The most advanced practitioner of the still-experimental art of growing leather is Modern Meadow, an American firm. This month it moved from Brooklyn, New York, where its 60 staff have been quietly developing the new material, to a laboratory in Nutley, New Jersey, where they will begin production trials. Modern Meadow, which has raised more than $50m from investors and is collaborating with a number of as-yet-unnamed other firms in the clothing, shoe, furniture and automotive industries, hopes to bring the new material to market within two years.
Factory-grown leather promises several advantages over skins taken from animals. One is that it can be made in convenient sheets with straight edges, rather than being constrained by the irregular shapes that animals come in. Another is that it is more consistent than the natural stuff. It is devoid of the scars, marks and other defects to which real skin is inevitably prone. Nor does it vary from animal to animal in the way that natural leather does. All these facts reduce waste and improve quality. They will also, presumably, please those who feel that animals should not have to die in order that people can have nice shoes and plush seat covers.

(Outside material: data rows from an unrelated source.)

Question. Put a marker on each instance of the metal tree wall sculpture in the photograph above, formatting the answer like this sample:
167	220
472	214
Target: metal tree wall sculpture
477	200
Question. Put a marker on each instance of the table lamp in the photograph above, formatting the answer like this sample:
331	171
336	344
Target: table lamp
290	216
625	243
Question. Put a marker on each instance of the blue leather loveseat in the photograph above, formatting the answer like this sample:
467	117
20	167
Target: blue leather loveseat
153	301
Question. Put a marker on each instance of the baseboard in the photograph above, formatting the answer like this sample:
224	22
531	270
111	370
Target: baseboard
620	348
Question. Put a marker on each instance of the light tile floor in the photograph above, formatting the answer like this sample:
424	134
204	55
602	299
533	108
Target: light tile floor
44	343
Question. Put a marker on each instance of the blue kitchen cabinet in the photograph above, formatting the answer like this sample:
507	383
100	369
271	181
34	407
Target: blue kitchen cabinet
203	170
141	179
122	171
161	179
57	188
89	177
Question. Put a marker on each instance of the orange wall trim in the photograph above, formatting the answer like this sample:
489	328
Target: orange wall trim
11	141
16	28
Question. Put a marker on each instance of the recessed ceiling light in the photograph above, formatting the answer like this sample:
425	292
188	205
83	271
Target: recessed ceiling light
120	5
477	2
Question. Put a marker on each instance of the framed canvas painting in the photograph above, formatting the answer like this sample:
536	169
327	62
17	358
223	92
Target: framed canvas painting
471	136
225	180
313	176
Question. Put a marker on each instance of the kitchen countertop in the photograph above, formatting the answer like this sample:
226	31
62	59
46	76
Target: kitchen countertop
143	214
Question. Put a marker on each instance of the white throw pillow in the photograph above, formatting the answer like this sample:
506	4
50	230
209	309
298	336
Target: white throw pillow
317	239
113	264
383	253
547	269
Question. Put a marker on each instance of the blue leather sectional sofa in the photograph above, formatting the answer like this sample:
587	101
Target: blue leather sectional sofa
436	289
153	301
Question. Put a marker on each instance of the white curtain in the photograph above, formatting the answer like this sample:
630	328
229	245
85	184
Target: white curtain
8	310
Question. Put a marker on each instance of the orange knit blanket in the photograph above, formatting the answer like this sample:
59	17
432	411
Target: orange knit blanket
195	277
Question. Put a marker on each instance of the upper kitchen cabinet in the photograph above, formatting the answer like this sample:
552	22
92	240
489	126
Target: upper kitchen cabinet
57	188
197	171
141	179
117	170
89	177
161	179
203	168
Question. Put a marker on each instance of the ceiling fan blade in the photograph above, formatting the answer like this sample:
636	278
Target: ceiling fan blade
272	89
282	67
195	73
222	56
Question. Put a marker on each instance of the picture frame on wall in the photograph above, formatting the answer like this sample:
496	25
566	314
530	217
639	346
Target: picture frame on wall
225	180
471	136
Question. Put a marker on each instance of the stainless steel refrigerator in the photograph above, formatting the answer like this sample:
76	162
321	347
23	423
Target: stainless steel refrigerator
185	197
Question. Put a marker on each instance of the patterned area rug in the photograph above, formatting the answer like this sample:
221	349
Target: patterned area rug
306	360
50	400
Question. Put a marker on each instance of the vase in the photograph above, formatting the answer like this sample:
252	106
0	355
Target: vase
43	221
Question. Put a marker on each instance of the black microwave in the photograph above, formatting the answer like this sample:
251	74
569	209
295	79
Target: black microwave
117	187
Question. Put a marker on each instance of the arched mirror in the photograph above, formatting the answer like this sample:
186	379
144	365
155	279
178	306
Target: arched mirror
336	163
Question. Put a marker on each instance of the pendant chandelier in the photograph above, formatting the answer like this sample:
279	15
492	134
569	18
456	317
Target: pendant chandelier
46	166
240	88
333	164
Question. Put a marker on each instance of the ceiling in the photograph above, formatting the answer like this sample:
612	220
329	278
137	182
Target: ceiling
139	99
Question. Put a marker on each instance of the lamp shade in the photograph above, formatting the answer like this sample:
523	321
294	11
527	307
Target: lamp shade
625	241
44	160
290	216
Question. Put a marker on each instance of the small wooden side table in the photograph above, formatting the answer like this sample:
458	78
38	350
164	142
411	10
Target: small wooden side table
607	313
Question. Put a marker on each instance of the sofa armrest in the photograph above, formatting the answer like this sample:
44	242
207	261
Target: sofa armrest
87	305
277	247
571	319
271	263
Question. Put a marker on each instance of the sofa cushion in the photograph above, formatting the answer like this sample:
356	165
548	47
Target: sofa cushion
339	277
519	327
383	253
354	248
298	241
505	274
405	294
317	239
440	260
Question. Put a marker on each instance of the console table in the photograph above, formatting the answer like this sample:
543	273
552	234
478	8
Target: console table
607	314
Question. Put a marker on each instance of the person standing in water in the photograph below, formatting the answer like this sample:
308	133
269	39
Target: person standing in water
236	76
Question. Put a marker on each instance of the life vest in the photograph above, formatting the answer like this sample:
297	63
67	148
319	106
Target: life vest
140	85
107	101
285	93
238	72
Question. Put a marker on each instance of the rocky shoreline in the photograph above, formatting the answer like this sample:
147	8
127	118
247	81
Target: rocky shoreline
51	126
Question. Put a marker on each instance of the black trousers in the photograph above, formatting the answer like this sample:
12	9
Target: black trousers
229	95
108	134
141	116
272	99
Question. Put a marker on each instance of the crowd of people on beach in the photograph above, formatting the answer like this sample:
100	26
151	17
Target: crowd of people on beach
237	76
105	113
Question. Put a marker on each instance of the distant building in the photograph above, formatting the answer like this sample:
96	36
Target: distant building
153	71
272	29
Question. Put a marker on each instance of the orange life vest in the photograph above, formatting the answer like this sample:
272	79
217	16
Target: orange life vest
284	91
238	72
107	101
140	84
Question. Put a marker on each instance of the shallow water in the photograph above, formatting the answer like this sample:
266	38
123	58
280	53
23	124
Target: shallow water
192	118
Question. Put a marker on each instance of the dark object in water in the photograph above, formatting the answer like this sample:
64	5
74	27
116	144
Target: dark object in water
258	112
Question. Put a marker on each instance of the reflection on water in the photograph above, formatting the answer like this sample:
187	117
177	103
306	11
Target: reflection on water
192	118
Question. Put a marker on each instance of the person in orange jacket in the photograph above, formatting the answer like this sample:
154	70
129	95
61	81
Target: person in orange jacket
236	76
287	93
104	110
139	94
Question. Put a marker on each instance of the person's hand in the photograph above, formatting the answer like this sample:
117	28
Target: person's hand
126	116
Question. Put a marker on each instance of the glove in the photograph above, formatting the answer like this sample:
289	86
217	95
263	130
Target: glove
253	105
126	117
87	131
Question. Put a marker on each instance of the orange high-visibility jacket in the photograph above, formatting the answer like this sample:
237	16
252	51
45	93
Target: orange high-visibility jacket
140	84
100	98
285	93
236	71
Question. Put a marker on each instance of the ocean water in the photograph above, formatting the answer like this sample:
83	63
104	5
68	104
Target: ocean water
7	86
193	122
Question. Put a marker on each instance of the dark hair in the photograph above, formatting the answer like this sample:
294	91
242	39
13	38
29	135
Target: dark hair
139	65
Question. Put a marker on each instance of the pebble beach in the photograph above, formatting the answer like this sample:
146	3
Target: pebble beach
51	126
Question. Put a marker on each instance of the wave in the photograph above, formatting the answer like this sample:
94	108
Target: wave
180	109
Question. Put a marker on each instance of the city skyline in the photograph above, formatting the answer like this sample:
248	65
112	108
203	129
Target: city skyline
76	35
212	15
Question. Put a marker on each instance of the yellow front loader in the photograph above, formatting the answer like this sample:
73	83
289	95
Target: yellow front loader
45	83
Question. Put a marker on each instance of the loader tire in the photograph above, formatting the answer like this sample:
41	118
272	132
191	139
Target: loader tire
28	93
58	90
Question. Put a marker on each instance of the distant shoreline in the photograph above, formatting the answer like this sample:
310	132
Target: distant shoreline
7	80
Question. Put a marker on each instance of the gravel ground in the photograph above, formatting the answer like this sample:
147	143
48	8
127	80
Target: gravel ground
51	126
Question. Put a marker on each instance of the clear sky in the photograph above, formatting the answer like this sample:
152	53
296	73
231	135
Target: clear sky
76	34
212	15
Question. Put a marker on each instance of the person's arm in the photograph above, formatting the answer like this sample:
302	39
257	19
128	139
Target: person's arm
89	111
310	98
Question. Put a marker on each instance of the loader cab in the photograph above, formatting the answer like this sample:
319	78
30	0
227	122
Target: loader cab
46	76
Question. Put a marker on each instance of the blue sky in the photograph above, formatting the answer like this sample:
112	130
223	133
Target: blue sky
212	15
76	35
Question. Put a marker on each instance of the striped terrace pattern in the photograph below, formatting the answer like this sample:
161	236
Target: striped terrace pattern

To produce its leather, Modern Meadow begins with a strain of yeast that has been genetically engineered to make a protein identical to bovine collagen. Collagen is the principal structural protein in animal bodies. In particular, it gives strength and elasticity to skin. It consists of long chains of amino-acids, the building blocks of all proteins, wound together in threesomes to form triple-helices that are then, in turn, wound together to make fibres.
In animal skins both the synthesis of the initial amino-acid chains and their subsequent winding into fibres are done by special cells called fibroblasts. One crucial trick Modern Meadow’s bioengineers have mastered, though they are reluctant to talk about the details, is encouraging the chains spat out by the yeast to assemble themselves into fibres without the intervention of fibroblasts. Once the fibres are there, though, it is not too hard to persuade them to organise themselves into layers that are, to all intents and purposes, sheets of raw leather. These can then go for tanning, dyeing and finishing in the usual way.